Free Trader, Longtime USTR Staffer Are Sadder and Wiser on China
Dan Ikenson, who spent decades in trade policy at the libertarian Cato Institute, said he defended China's behavior for years after it joined the World Trade Organization. "I was in favor of welcoming China into the trading system," he said. But now, Ikenson said during a June 9 webinar hosted by the R Street Institute, he has come to see that China's last 15 years of state-directed capitalism produced enormous externalities. He said some of those externalities include the rise of populism, the political rejection of free trade, and even, in part, the presidency of Donald Trump.

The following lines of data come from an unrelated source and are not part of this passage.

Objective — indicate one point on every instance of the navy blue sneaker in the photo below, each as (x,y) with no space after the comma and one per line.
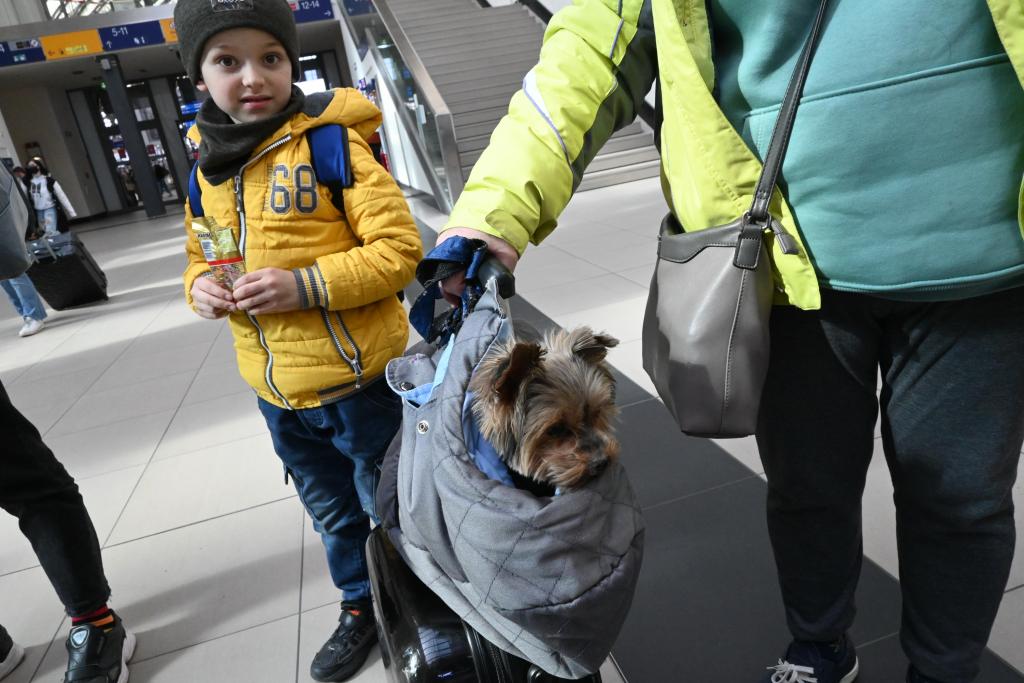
(815,663)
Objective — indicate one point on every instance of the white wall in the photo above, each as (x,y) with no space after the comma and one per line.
(7,147)
(43,116)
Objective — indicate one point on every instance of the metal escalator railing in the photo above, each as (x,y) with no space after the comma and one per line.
(61,9)
(423,114)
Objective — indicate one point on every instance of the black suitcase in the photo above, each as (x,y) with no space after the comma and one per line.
(65,272)
(423,641)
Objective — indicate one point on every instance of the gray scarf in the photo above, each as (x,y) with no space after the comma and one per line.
(227,145)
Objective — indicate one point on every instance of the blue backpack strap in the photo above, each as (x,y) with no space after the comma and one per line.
(195,194)
(329,152)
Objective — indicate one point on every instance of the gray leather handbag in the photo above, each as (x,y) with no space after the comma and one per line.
(706,329)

Too many smart people in the trade community were too dismissive of the implications of China's ambitions to be superior technologically, which they have advanced by extorting technology from U.S. businesses as a price of doing business in the Chinese market, he said, and they engaged in "technology theft on a grand scale."

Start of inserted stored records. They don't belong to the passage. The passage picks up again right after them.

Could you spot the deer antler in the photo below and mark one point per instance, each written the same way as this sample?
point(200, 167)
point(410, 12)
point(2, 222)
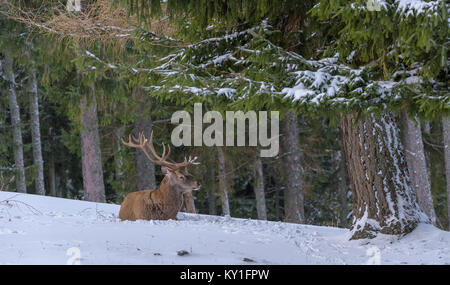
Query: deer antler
point(141, 143)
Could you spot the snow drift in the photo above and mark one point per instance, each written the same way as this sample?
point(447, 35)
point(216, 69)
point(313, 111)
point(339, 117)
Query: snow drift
point(46, 230)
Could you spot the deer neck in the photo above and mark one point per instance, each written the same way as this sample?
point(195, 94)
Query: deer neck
point(168, 192)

Now, he said, he thinks we should try to hinder those ambitions by restricting investments and imposing export controls, even though export controls are imperfect. "For them to work well, they need to be multilateralized," he said.
Ikenson said the phase one China deal is counterproductive, as he believes its purchase promises drive a wedge between the U.S. and Europe and the U.S. and Japan, and he said they are inconsistent with our complaints that China's government is too intertwined with its businesses.

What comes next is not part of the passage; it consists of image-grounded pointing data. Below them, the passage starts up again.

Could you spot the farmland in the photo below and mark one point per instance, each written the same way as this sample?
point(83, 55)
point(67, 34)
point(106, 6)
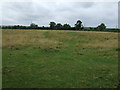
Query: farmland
point(59, 59)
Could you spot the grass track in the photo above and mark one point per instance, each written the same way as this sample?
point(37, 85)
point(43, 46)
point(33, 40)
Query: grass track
point(59, 59)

Wendy Cutler, a chief negotiator of the Trans-Pacific Partnership and now vice president of the Asia Society Policy Institute, disagreed. "Was it successful in really getting to the heart of the practices that were laid out in the Section 301 petition? No, but it made some headway." She said the U.S. was unrealistic about how much China would agree to change. "That is the challenge of negotiating with any country, really," she said.
But, at the same time, she said, "Maybe the days are over in terms of reaching incremental deals with China, given the gravity, the seriousness of the problems and the trajectory China is on." She said she's also critical of the European Union's Comprehensive Agreement on Investment with China, because it, too, makes only incremental progress toward leveling the playing field between China and market economies.
Europe is not looking to ratify the CAI after China sanctioned some EU members of parliament over the EU's sanctions on some Chinese officials because of abuses in Xinjiang (see 2106010020).
"The CAI announced late last year likely would have reinforced the wedge" between the EU and the U.S., Ikenson said. "Beijing seems to have squandered that opportunity."
R Street moderator Clark Packard asked if there is any path to rolling back Section 301 tariffs on Chinese goods.
Cutler said that when the business community asks the Biden administration to lift all the tariffs, she says, "I’m a practical person, I look at the politics, I don’t see that happening."
But, she said, maybe the U.S. could reduce the 25% rate to 20% on some items, or, if China fulfills some targeted requests from the U.S., the U.S. removes tariffs on some products.
Ikenson said some say that tariffs could be lifted on non-technology products, but he asked: How can countries have an adversarial relationship in technology, while pretending everything is fine everywhere else?